El número de "peces empezó a disminuir entre mediados de los años 1980 y finales de los 1990", afirma. "Hoy no queda más que un 20% de los peces" que había en aquella época.

Antaño, centenares de miles de jóvenes salmones atlánticos viajaban cada año por los ríos escoceses para llegar al océano. Un cuarto de ellos regresaba después para desovar en sus aguas natales, pero hoy solo lo hace un 4%, segúnel Comité de Pesca del río Spey.

En Escocia, donde los pescadores de caña están obligados a soltar sus presas, en virtud de un reglamento de protección del medio ambiente, en 2021 se contaron 35.693 presas, la cifra más baja desde que empezaron a registrarse esos tristes récords.

Un balance "coherente con el declive general del número de salmones que vuelve a Escocia", consideró en junio un informe del gobierno escocés.

- Arenques y árboles -

Para los pescadores como Ian Gordon, esto se debe en parte a la sobrepesca de arenques, una especie sobre la que descansa "todo un ecosistema" en el Reino Unido. Como no hay arenques, el salmón que llega al océano se ha convertido en la presa de otros predadores mayores que él.

"Tenemos un verdadero problema en el océano. Y el cambio climático es claramente el primer factor", añade Andrew Graham-Stewart, director de la asociación Wildfish Scotland. "No podemos mucho", dice, suspirando, sondeando las profundidades del Spey a su paso por Bonar Bridge, en el norte de Escocia.

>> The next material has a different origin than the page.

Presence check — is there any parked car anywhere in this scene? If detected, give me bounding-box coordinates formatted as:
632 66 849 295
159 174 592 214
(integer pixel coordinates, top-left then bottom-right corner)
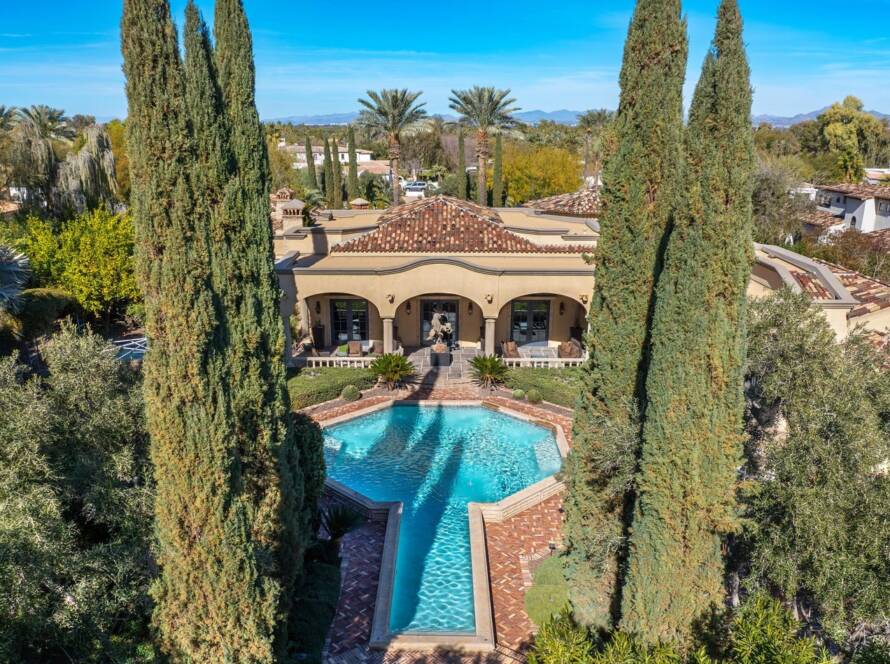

"Cuando los peces llegan al mar, está claro que no encuentran ningún alimento", explica. Y esto, según él, es resultado de la falta de árboles río arriba, pues Escocia "quizá" habría perdido "el 95%" de sus bosques en los últimos siglos a causa de las guerras, la industrialización y la agricultura.

Los bosques aportan sombra a las especies marinas y disminuyen la escorrentía de las aguas de montaña, asegurando un flujo más constante a lo largo de todo el año. Todo ello permite que el agua permanezca "relativamente fría, y los salmones necesitan frescura para sobrevivir y desarrollarse", sostiene Graham-Stewart.

- Responsabilidad de los criaderos -

Algunas organizaciones han decidido actuar. La Fundación del río Dee y el Comité de Pesca del distrito de Dee han plantado desde 2013 más de 200.000 árboles a lo largo del río, y esperan haber plantado un millón para 2035.

En 2016, varios grupos locales retiraron una represa de hormigón del río Carron, para que el agua pudiera correr y facilitar el paso de salmones.

Pero esto no soluciona todo, advierte Andrew Graham-Stewart, que acusa a la piscicultura intensiva de las islas escocesas y de las Highlands (las tierras altas) de jugar un papel "enorme" en la desaparición del salmón salvaje, por ejemplo, al propagar piojos de mar.

La concentración de millones de peces en pequeños espacios favorece el desarrollo de parásitos, comenta. Los piojos de mar se propagan luego a los salmones salvajes, que acaban siendo devorados por el parásito.

Las empresas piscícolas rechazan esas acusaciones y aseguran que protegen el medio ambiente y que velan por la salud de los peces.

Tras una larga jornada echando el anzuelo al Spey, Ian Gordon regresa a casa con el rabo entre las piernas. Se quita sus botas y engancha su caña de pescar al capó de su auto. Los salmones, dice, "son un buen indicador para saber si el mar está en buen estado o no". "Ahora, nos están diciendo: '¡Esperen un minuto, chicos... aquí hay algo que no va bien!'", señala, resignado.